Miser sur la qualité

"En tant que fintech, il faut avancer rapidement parce qu'on est dans un marché qui évolue très vite face à des entreprises traditionnelles qui avancent également d'un point de vue technologique", reconnaît And Burri, cofondateur de la fintech zurichoise Loanboox, qui travaille avec les acteurs traditionnels dans le domaine du financement. "La technologie elle-même évolue aussi très rapidement, il faut une structure agile et dynamique pour la soigner."  Dans ce contexte, le professionnalisme et la sécurité des fintech suisses, qui évoluent dans des secteurs de niche, peut faire la différence. "Au sein de Loanboox, la qualité dans les processus externes et internes a toujours été très important", relève Andi Burri. "Notre réputation sera un avantage pour nous.
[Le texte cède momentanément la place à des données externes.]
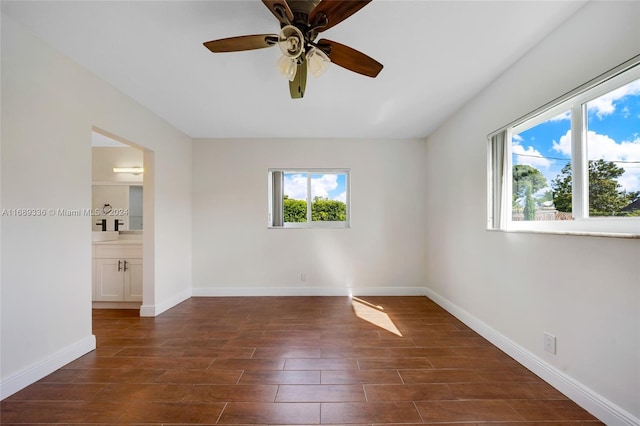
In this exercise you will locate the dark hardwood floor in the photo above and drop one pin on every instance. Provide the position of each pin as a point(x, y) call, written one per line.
point(291, 360)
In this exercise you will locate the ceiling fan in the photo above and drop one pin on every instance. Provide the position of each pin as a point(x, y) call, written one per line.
point(300, 22)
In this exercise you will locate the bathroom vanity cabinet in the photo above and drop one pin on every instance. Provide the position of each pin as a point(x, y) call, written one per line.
point(117, 271)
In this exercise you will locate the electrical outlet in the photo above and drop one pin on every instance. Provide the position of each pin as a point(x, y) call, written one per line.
point(549, 343)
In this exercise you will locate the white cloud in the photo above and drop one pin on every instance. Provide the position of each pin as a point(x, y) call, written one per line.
point(563, 146)
point(626, 154)
point(564, 116)
point(605, 104)
point(295, 186)
point(529, 156)
point(321, 186)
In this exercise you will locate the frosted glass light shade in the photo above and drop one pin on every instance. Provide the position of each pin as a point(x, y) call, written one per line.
point(133, 170)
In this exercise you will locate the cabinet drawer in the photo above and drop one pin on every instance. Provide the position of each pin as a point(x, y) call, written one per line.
point(118, 251)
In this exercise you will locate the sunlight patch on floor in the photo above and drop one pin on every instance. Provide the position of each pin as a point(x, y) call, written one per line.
point(373, 314)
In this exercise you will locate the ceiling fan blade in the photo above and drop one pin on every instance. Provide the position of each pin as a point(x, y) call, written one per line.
point(280, 10)
point(335, 11)
point(350, 58)
point(235, 44)
point(299, 83)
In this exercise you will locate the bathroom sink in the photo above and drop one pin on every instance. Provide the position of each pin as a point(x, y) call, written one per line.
point(105, 236)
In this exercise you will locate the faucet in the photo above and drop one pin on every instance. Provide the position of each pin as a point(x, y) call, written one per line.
point(103, 224)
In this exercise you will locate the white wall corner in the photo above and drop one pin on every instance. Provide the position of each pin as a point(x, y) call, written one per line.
point(157, 309)
point(305, 291)
point(32, 374)
point(597, 405)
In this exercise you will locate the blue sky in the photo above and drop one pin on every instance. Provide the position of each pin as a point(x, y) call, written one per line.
point(613, 134)
point(325, 185)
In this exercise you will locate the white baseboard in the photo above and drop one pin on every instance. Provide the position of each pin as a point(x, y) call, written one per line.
point(597, 405)
point(305, 291)
point(32, 374)
point(155, 310)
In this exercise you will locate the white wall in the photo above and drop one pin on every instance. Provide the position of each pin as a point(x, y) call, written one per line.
point(584, 290)
point(104, 159)
point(235, 253)
point(49, 105)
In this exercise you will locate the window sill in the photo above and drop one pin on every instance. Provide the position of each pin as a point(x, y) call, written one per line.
point(572, 233)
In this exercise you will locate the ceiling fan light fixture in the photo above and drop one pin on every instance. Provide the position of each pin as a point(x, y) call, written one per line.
point(291, 41)
point(287, 66)
point(318, 61)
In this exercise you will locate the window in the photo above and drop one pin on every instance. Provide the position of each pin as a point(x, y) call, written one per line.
point(309, 198)
point(573, 165)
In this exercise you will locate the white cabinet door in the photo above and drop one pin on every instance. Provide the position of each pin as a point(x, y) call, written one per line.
point(109, 280)
point(133, 281)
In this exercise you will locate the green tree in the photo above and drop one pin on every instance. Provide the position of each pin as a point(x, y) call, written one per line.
point(294, 210)
point(561, 187)
point(527, 180)
point(529, 205)
point(606, 196)
point(323, 209)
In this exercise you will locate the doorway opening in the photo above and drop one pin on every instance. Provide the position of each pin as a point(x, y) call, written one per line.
point(122, 223)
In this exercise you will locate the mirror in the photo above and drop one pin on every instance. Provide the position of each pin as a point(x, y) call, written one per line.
point(117, 202)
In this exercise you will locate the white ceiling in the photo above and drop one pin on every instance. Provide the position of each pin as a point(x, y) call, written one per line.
point(436, 56)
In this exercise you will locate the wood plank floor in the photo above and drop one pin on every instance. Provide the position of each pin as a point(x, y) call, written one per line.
point(291, 360)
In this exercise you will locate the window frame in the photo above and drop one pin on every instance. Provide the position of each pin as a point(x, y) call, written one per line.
point(310, 224)
point(575, 102)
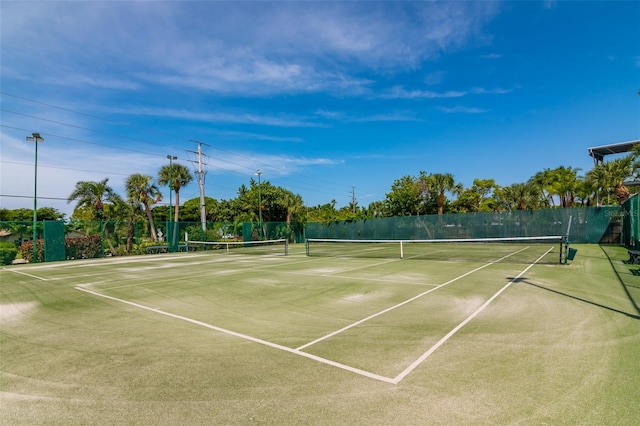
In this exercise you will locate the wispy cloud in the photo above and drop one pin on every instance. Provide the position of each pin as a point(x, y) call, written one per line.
point(399, 92)
point(280, 47)
point(494, 91)
point(218, 117)
point(462, 110)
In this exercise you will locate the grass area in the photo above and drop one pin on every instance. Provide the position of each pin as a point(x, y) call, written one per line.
point(214, 338)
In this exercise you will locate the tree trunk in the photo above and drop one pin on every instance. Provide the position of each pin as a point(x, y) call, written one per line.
point(622, 194)
point(175, 217)
point(108, 237)
point(152, 228)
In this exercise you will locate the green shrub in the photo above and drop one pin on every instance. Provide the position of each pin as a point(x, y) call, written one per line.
point(27, 251)
point(8, 252)
point(89, 247)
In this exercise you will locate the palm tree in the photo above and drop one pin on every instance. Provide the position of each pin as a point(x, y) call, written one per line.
point(610, 176)
point(142, 191)
point(95, 195)
point(565, 185)
point(442, 183)
point(621, 169)
point(176, 176)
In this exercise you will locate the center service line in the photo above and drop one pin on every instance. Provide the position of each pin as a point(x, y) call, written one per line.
point(419, 361)
point(402, 303)
point(246, 337)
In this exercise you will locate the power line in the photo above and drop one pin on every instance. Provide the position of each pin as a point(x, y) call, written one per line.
point(297, 177)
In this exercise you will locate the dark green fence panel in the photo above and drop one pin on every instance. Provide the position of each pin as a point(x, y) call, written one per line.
point(54, 249)
point(588, 225)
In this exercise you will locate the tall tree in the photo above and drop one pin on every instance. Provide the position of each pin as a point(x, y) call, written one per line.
point(609, 178)
point(521, 196)
point(95, 195)
point(142, 191)
point(407, 196)
point(441, 183)
point(176, 176)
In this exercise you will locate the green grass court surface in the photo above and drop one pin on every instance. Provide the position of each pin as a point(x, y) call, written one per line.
point(235, 339)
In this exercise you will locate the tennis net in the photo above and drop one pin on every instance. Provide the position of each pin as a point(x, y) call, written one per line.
point(268, 247)
point(548, 249)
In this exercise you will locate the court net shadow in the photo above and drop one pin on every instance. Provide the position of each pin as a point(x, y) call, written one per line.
point(625, 281)
point(580, 299)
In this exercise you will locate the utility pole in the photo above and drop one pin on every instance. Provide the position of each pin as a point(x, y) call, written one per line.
point(353, 198)
point(201, 173)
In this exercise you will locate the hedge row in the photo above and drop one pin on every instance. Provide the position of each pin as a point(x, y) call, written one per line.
point(75, 248)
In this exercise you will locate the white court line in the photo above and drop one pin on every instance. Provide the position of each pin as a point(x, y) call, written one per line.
point(424, 356)
point(246, 337)
point(320, 339)
point(24, 273)
point(361, 372)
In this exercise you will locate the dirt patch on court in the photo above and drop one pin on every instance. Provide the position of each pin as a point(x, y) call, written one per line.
point(15, 311)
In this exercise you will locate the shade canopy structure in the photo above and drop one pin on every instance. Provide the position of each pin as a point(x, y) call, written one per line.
point(599, 152)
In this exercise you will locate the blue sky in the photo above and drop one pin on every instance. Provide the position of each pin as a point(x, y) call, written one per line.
point(323, 97)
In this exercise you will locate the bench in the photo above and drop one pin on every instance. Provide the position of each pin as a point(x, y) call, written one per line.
point(157, 249)
point(165, 248)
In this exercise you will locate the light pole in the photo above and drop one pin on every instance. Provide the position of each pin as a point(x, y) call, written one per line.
point(259, 172)
point(35, 137)
point(171, 158)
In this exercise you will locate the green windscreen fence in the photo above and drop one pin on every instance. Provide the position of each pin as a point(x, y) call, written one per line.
point(54, 241)
point(631, 222)
point(588, 225)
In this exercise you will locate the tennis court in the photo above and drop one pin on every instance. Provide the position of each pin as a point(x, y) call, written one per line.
point(223, 337)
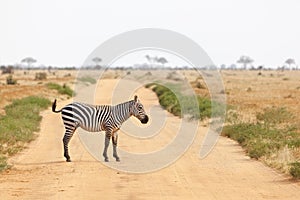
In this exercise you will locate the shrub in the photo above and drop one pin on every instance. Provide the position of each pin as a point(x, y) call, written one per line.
point(61, 89)
point(170, 98)
point(40, 76)
point(88, 79)
point(18, 125)
point(295, 170)
point(10, 80)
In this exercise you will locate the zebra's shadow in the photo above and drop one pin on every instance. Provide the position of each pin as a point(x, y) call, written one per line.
point(54, 162)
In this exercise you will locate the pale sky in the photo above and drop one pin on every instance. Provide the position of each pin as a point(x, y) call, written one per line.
point(64, 33)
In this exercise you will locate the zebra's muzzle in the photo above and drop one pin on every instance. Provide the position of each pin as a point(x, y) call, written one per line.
point(145, 119)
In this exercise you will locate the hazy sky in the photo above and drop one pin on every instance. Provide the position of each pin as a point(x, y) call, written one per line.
point(64, 33)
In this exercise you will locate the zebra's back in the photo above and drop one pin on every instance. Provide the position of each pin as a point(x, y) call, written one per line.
point(89, 117)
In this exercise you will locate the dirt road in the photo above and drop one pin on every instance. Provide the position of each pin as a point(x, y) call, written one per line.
point(40, 172)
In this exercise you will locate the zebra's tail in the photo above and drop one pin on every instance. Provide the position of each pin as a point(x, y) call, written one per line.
point(54, 107)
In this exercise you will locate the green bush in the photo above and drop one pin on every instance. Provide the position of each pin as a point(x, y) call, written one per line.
point(10, 80)
point(260, 139)
point(295, 170)
point(87, 79)
point(18, 125)
point(170, 97)
point(61, 89)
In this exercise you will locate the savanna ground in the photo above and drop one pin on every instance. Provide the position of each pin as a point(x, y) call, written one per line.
point(225, 173)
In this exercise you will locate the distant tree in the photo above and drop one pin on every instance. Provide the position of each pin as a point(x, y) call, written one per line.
point(29, 61)
point(162, 60)
point(245, 60)
point(156, 60)
point(223, 66)
point(97, 60)
point(290, 62)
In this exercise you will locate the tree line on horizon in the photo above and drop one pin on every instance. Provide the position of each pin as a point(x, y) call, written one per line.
point(154, 62)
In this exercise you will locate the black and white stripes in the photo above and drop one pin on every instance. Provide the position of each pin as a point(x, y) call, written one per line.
point(96, 118)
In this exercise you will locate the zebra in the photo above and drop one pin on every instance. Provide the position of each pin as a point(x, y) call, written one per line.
point(95, 118)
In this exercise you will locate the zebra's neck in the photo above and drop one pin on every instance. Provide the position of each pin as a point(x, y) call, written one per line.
point(121, 113)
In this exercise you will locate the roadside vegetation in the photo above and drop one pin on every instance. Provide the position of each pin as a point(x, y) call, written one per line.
point(87, 79)
point(273, 137)
point(61, 89)
point(173, 100)
point(18, 125)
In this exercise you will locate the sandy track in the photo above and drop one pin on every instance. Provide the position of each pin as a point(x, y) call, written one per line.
point(40, 172)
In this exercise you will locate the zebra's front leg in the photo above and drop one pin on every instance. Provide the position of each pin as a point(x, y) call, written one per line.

Les moutons noirs auront par contre davantage de problèmes." "Ce qui m'inquiète dans cette affaire c'est que les doutes émis par certaines personnes sur le modèle d'affaire de Wirecard ont été complètement ignorés", confie Olivier Scaillet, professeur du Geneva Finance Research Institute. "Cette escroquerie poussera les gens à miser davantage sur des fintech associées à une banque traditionnelle, plutôt que des sociétés isolées."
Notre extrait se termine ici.